Aprender a conviver é uma vocação da vida escolar. Na memória de todos nós, a escola foi um espaço formador não apenas pelo conteúdo apresentado pelos professores, mas pela socialização. No momento de ingresso nas escolas, as crianças têm a chance de conviver com crianças e adultos fora dos laços de parentesco. Com o ingresso na escola, a criança entende que pode comparecer ao mundo diferente da forma como ela encena a si mesma na família. Pode haver muito carinho e proteção na família e na escola não tanto, ou ao contrário. De qualquer forma, tanto a casa quanto a escola devem ser ambientes protegidos para esta experimentação psíquica e inconsciente.
Aprender a ser é uma utopia necessária para quem trabalha com educação. Eu gosto de imaginar que é o que todos fazemos, de forma consciente ou não. A educação pode tornar a busca por viver com mais liberdade consciente. Liberdade é ter escolha a partir do reconhecimento de quem se é. Ser quem se é parece óbvio e natural, mas não é. Requer escuta, silêncio, consciência e autoestudo, pois é mais fácil nos identificar com outras pessoas e seguir os seus passos. O professor promove este pilar ao fazer perguntas sobre o que o aluno gosta, como ele se sente bem ou quando ele está à vontade com ele mesmo. Além disso, ao criar situações que levem os estudantes a saberem um pouco o que os desafia e o que os estimula. Claro que há recortes de classe e de raça que tornam pessoas privilegiadas mais propensas a experienciar a liberdade de ser quem se é, o que não vem ao caso agora.

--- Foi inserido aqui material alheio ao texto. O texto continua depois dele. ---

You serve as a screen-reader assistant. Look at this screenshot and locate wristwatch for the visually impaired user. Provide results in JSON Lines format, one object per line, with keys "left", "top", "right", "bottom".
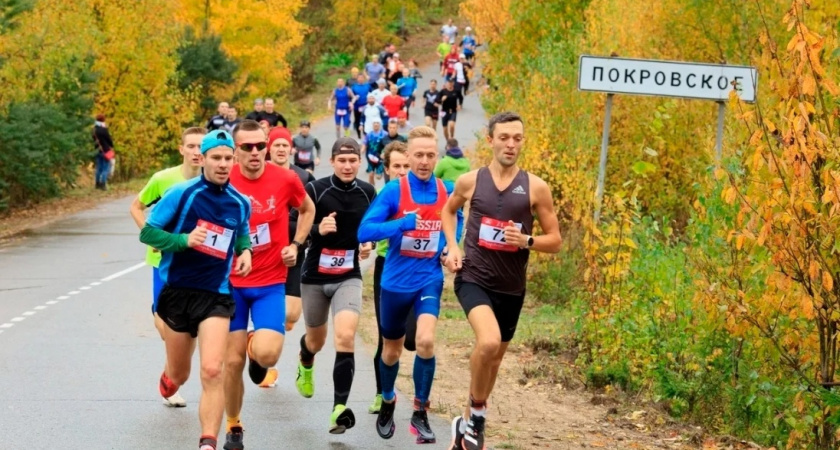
{"left": 292, "top": 240, "right": 303, "bottom": 249}
{"left": 525, "top": 235, "right": 534, "bottom": 248}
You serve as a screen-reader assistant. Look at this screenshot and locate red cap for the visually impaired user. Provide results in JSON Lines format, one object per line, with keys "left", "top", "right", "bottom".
{"left": 267, "top": 127, "right": 292, "bottom": 149}
{"left": 397, "top": 111, "right": 407, "bottom": 119}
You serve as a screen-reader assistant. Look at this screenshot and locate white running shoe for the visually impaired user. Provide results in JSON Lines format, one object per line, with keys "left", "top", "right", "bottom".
{"left": 163, "top": 392, "right": 186, "bottom": 407}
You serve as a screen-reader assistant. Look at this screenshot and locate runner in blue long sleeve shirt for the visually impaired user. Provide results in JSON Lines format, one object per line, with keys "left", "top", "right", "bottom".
{"left": 357, "top": 126, "right": 462, "bottom": 444}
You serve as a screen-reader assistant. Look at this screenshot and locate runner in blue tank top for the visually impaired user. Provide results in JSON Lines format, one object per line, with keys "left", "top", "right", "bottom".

Para os quatro pilares propostos no Relatório Delors, o uso ilimitado dos celulares é um obstáculo. Ressalto que antes dos celulares já havia dificuldade de atenção em sala de aula, em parte porque é desafiador manter a atenção voltada a assuntos que não interessam diretamente aos apelos imediatistas dos adolescentes. Para todas as situações de desinteresse, a mente oferece recursos escapatórios. Podemos nos distrair sem os celulares. Mas o uso dos celulares não apenas eleva a distração, mas conduz a busca por prazeres sem esforço cognitivo. Afinal, um vídeo é autoexplicativo, fácil de entender e divertido, qualidades que faltam nos assuntos da escola, muitas vezes.
A diversão é importante na vida das crianças e adolescentes, mas a diversão sem limites causa sofrimento. Pela própria dinâmica da produção de dopamina, o excesso de prazer desequilibra a homeostase, uma balança imaginária que mantemos entre prazer e sofrimento. A moderação, a regulação e o equilíbrio entre atividades devem ser incentivadas nas escolas, através de apresentação de aulas reflexivas a respeito dos nossos próprios comportamentos e de ferramentas de saúde e bem-estar que levem em consideração a nossa realidade hoje.
Notas
1 Lembke, Anna. Nação Dopamina. São Paulo: Vestígio. 2023.